DEFINITION OF THE FIDUCIAL DISTRIBUTION FOR A MULTIVARIATE NORMAL POPULATION
MATHEMATICS
Submitted 1970-01-01 | SovietRxiv: ru-197001.73424 | Translated from Russian

Abstract Generated abstract

This paper defines fiducial distributions for the parameters of a multivariate normal population under three standard cases: known covariance with unknown mean, unknown covariance with known mean, and both mean and covariance unknown. The definitions are formulated through equalities with invariant confidence set systems, reflecting translation invariance, linear coordinate transformations, and changes of measurement units as appropriate. The paper then derives the corresponding fiducial laws for the unknown parameters and the induced fiducial distributions of a future sample variable, expressed in terms of normal, inverse Wishart type, and multivariate Student type distributions.

Full Text

UDC 519.21

MATHEMATICS

G. P. KLIMOV

DEFINITION OF THE FIDUCIAL DISTRIBUTION FOR A MULTIVARIATE NORMAL POPULATION

(Presented by Academician A. N. Tikhonov, 4 IX 1969)

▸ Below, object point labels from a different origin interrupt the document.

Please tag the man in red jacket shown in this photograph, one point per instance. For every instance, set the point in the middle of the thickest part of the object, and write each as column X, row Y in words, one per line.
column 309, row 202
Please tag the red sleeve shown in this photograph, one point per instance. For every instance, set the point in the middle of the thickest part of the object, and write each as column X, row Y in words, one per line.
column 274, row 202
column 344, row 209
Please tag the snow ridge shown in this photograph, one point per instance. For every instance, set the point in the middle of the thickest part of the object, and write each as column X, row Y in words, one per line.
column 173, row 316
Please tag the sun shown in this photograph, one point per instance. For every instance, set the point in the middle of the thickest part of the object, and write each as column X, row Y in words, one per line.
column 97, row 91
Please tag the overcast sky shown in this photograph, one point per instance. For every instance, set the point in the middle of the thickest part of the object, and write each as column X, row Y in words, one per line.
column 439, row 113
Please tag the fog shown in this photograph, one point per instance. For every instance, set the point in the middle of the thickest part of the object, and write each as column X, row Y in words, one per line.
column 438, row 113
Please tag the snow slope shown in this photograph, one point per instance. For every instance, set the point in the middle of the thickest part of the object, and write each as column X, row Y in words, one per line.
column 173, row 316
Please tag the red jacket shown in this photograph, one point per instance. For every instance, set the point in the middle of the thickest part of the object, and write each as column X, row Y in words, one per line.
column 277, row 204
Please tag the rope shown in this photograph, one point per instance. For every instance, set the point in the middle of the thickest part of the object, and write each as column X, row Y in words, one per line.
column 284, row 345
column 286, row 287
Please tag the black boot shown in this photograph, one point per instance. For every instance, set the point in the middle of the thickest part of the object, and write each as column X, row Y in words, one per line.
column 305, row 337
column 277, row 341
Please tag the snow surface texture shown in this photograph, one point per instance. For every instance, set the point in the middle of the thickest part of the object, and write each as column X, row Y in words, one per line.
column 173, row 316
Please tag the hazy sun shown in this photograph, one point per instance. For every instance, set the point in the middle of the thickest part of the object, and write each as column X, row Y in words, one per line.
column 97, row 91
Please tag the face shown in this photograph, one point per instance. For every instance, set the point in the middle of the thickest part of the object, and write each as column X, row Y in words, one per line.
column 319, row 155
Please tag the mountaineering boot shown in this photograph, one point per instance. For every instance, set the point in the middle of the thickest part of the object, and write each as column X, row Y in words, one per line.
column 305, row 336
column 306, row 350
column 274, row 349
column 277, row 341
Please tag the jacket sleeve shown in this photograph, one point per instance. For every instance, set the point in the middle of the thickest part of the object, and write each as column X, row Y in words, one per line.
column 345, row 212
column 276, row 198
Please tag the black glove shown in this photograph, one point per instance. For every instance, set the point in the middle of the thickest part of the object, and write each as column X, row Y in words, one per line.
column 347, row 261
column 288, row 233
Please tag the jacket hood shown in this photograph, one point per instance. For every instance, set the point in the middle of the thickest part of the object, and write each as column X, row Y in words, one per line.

Let \(x_1,\ldots,x_n\) be independent observations of a random variable (r.v.) from an \(r\)-dimensional normal population \(N(\mu,A)\).

Case 1. \(A\) is known, \(\mu\) is unknown. A sufficient statistic is

\[ \bar{x}=\frac{1}{n}(x_1+\cdots+x_n). \]

For every \(\bar{x}\), define the fiducial distribution (fid. d.) \(P_{\bar{x}}\) of the parameter \(\mu\) by the equality

\[ P_\mu\{\mu\in S(\bar{x})\}=P_{\bar{x}}\{\mu\in S(\bar{x})\} \]

for every system of confidence (measurable) sets \(S(\bar{x})\) satisfying the condition

\[ \mu\in S(\bar{x}) \Longleftrightarrow \mu+\mu_0\in S(\bar{x}+\mu_0) \]

for any \(r\)-dimensional vector \(\mu_0\).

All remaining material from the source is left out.